In my Sandmann opinion, several agents from the West have pushed for a global change from a religious to a secular mindset. These include the Western governments, mainstream media, large corporations, social media, the judicial system, and the Court of public opinion. To tackle this topic, I have oriented myself toward conspiracy theories. Therefore, this book series is about the influence of the public's varied attitudes through social media. It is important to note that I do not intend this series of books to be offensive.
Now consider that every generation has social, political, religious, ethical, or traditional norms that it passes on. Let's use the breakdown of age groups from an illustration by The Center for Generational Kinetics to describe what I mean. According to their analysis, five generations exist in this publication. These generations are the "Traditionalists or Silent Generation (born 1945 and before), Baby Boomers (1946 – 1964), Generation X (1965 – 1976), Millennials or Gen Y (1977 – 1995). Gen Z, iGen, or Centennials (1996 – TBD)."

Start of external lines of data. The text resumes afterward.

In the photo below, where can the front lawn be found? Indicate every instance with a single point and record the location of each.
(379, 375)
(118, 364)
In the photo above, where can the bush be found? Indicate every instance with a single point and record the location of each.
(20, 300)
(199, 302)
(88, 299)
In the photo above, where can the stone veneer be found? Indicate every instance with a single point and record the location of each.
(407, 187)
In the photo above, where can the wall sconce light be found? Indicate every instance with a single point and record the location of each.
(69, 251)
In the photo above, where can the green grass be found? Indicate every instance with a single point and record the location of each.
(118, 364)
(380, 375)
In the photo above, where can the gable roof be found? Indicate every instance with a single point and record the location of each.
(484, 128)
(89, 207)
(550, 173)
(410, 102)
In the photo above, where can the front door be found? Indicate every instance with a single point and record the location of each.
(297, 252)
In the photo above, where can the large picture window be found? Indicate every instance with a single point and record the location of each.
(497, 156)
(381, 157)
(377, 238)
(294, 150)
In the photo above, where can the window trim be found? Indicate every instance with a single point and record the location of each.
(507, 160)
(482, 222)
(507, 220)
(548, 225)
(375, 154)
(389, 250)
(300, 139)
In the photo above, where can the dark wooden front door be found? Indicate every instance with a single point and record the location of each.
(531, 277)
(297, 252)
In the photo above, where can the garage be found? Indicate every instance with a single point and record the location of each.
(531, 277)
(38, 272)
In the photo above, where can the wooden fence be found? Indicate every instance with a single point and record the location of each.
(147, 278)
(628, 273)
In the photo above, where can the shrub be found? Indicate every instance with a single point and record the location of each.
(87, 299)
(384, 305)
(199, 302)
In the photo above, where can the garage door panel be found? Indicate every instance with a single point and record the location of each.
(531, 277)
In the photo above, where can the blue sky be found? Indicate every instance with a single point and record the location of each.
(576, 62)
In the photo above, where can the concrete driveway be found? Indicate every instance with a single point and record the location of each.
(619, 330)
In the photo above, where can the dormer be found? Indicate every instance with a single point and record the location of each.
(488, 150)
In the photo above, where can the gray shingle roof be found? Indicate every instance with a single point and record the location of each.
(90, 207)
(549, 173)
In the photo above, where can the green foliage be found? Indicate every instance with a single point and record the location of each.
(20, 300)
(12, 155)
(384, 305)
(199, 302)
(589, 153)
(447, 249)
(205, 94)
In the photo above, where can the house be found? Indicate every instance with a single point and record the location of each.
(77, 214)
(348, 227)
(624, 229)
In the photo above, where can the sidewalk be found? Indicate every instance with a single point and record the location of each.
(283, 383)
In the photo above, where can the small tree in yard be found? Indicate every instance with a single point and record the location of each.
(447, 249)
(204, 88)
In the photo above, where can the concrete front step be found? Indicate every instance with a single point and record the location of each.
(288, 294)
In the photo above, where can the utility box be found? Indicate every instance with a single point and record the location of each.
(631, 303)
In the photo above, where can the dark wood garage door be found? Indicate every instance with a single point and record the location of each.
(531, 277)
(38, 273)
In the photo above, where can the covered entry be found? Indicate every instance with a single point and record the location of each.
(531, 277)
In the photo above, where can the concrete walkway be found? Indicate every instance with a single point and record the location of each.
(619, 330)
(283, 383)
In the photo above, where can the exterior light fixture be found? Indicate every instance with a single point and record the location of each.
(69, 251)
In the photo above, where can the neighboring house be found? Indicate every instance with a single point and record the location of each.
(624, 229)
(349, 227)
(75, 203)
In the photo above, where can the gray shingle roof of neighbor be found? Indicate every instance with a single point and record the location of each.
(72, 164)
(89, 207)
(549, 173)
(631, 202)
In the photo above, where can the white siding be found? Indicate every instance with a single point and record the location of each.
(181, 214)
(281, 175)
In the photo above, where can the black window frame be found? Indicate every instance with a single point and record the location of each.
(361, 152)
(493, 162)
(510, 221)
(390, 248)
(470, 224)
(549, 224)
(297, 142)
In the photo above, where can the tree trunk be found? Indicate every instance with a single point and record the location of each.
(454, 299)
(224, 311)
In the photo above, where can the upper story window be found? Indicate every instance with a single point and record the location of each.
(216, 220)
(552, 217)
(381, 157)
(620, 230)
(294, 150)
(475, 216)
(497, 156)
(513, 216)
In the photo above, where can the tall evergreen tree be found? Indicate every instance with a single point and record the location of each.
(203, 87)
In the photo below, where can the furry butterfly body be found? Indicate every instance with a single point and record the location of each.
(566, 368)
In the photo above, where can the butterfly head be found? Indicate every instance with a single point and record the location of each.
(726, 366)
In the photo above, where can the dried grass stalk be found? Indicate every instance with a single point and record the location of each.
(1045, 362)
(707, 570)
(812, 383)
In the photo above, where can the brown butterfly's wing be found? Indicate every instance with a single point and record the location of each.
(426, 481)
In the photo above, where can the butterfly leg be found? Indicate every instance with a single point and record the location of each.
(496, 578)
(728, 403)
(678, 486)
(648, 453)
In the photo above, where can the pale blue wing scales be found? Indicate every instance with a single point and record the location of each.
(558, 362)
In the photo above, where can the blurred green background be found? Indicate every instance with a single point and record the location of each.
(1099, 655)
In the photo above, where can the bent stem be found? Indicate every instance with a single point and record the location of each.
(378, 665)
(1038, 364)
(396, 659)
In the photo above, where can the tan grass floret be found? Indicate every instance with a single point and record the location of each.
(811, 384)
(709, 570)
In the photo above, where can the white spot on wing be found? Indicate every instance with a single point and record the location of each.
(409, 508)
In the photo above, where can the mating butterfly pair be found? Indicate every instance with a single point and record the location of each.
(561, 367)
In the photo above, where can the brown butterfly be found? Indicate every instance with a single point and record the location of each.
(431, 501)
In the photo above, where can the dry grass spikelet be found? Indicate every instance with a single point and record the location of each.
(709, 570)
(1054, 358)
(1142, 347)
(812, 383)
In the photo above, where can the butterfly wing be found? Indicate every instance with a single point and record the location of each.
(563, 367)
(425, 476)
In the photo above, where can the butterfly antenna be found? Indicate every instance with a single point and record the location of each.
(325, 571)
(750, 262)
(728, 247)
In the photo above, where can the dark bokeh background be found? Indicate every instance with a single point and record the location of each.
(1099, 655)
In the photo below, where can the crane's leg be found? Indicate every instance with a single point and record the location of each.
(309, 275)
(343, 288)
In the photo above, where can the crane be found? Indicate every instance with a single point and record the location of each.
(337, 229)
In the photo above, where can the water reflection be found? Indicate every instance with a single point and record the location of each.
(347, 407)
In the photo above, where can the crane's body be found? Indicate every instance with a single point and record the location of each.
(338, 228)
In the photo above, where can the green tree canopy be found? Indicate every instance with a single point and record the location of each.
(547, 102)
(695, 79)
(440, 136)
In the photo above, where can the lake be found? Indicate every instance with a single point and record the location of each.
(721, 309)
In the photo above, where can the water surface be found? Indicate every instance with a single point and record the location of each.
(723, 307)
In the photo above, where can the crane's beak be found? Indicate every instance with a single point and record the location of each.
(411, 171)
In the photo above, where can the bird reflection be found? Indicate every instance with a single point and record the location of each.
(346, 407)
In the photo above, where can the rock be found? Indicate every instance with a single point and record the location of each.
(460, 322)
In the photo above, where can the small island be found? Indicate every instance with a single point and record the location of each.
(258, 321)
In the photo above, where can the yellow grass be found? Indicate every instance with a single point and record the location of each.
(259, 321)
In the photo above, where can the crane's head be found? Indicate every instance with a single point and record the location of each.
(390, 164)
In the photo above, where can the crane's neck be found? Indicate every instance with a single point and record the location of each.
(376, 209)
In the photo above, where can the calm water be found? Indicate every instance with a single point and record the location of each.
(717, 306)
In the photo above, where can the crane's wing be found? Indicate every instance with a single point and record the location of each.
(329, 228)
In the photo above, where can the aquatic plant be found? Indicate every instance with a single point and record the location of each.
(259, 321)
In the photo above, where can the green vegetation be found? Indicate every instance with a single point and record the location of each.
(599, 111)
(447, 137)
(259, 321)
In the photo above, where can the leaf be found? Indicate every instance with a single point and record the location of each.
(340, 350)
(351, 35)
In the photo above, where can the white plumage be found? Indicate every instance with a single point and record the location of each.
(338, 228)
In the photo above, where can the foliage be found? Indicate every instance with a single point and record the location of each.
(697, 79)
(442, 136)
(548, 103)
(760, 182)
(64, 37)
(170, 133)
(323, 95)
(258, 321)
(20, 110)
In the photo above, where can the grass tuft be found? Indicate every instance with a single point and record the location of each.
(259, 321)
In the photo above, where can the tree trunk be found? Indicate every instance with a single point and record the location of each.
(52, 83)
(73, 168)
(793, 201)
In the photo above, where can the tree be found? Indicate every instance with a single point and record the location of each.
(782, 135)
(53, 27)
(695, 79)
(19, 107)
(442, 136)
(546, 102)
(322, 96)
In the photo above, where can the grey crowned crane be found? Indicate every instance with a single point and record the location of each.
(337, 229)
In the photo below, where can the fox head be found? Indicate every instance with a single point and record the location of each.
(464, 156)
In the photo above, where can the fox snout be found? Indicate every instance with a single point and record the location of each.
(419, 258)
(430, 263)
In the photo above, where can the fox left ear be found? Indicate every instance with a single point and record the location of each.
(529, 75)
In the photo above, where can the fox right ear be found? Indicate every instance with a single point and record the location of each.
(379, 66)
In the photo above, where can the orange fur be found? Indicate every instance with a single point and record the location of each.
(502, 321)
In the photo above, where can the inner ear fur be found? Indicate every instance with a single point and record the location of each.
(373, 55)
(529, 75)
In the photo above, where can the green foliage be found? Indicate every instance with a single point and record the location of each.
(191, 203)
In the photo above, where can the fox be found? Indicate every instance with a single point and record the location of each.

Then imagine the propagation between them. We have the Baby Boomers and the Generation X who came before us and the Generation Z, iGen, or Centennials that came after us. According to The Center for Generational Kinetics, I (The Sandmann) belong to the Millennials or Gen Y (1977 - 1995). Other institutions classify this period as Gex X or a micro-generation called Xelinials. The driving efficiencies that animate these books are direct conflicts in the social, moral, religious, ethical, and traditional norms of Baby Boomers, Generation X, Millennials or Gen Y, and Gen Z, iGen, or Centennials.
Most of what the Millennials, Gen Y, or Xelinials learned from their predecessors, the Baby Boomers and Generation X, are inapplicable in the Gen Z, iGen, or Centennial world. The fundamental shift in that mindset stems from a societal changeover from Abrahamic to temporal creeds. Although I have based the information in this series on facts and opinions, "The Sandmann's Journal" is not a news source. That is because it marked when social and political ideologies changed from one generation to the next. Please do not use it as a reference source but as a document for educational purposes.
Still, it is not a script that justifies bigotry against those outside its scope. Sandmann deals with dramatic changes in his world in these books by writing them in his diary. "The Sandmann's Journal Volume 6" is the next part of this series with seven books. As opposed to Volume 5, this publication highlights our different ideas about heterosexual masculinity, racism, flat earth, and parenthood in today's mainstream society. We live in a generation where social media has formed a podium for public opinion.